Hi.

Long time no see!

A few months ago we deployed an opensearch cluster feeded by rsyslog and
let it running without giving it any attention, to be honest.
Today we realized it wasn't working and while reviewing things I noticed a
weird thing with rsyslog.
*Rsyslog is creating MANY (so many a simple "ls" gets stuck)
queue.xxxnumber files on disk.* Probably there's something wrong with our
configuration, but definitively is not working as I expected.

find /nfs/rsyslog/ -type f | wc -l results in *649420* queue.xxx files
du -sh /nfs/rsyslog/ results in *10T* (gladly, its an old synology)
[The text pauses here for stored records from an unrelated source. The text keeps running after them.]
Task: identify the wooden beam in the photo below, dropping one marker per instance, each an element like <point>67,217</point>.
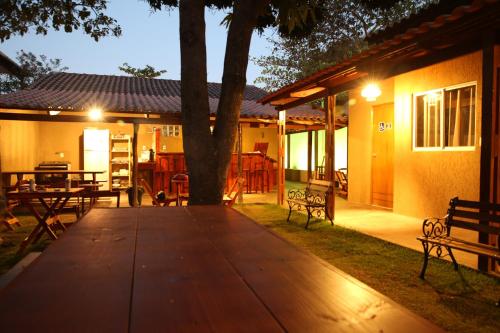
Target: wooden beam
<point>486,134</point>
<point>332,90</point>
<point>316,143</point>
<point>288,150</point>
<point>330,150</point>
<point>306,92</point>
<point>281,157</point>
<point>240,161</point>
<point>85,119</point>
<point>309,155</point>
<point>135,174</point>
<point>304,100</point>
*rsyslog -v (I should probably upgrade, yeah...)*
rsyslogd  8.2302.0 (aka 2023.02) compiled with:
PLATFORM: x86_64-pc-linux-gnu
PLATFORM (lsb_release -d):
FEATURE_REGEXP: Yes
GSSAPI Kerberos 5 support: No
FEATURE_DEBUG (debug build, slow code): No
32bit Atomic operations supported: Yes
64bit Atomic operations supported: Yes
memory allocator: system default
Runtime Instrumentation (slow code): No
uuid support: Yes
systemd support: Yes
Config file: /etc/rsyslog.conf
PID file: /var/run/rsyslogd.pid
Number of Bits in RainerScript integers: 64


*Configuration (I think is better to paste it complete, sorry if I'm
wrong):*
# https://www.rsyslog.com/doc/master/configuration/modules/omstdout.html
#module(load="omstdout")
# http://www.rsyslog.com/doc/v8-stable/configuration/modules/impstats.html
# http://www.rsyslog.com/rsyslog-statistic-counter/
# http://www.rsyslog.com/impstats-analyzer/
module(load="impstats" log.file="/logs/rsyslog-stats.log" interval="60"
log.syslog="off")

# http://www.rsyslog.com/doc/master/rainerscript/global.html
global(
      workDirectory="/data"
      # http://www.rsyslog.com/doc/v8-stable/troubleshooting/debug.html
      environment=["RSYSLOG_DEBUGLOG=/logs/rsyslog-debug.log",
"RSYSLOG_DEBUG=DebugOnDemand NoStdOut"]
      MaxMessageSize="128k"
      internalmsg.ratelimit.interval="1"
      internalmsg.ratelimit.burst="100000"

      #
http://www.rsyslog.com/doc/rsconf1_escapecontrolcharactersonreceive.html
      parser.escapeControlCharactersOnReceive="off"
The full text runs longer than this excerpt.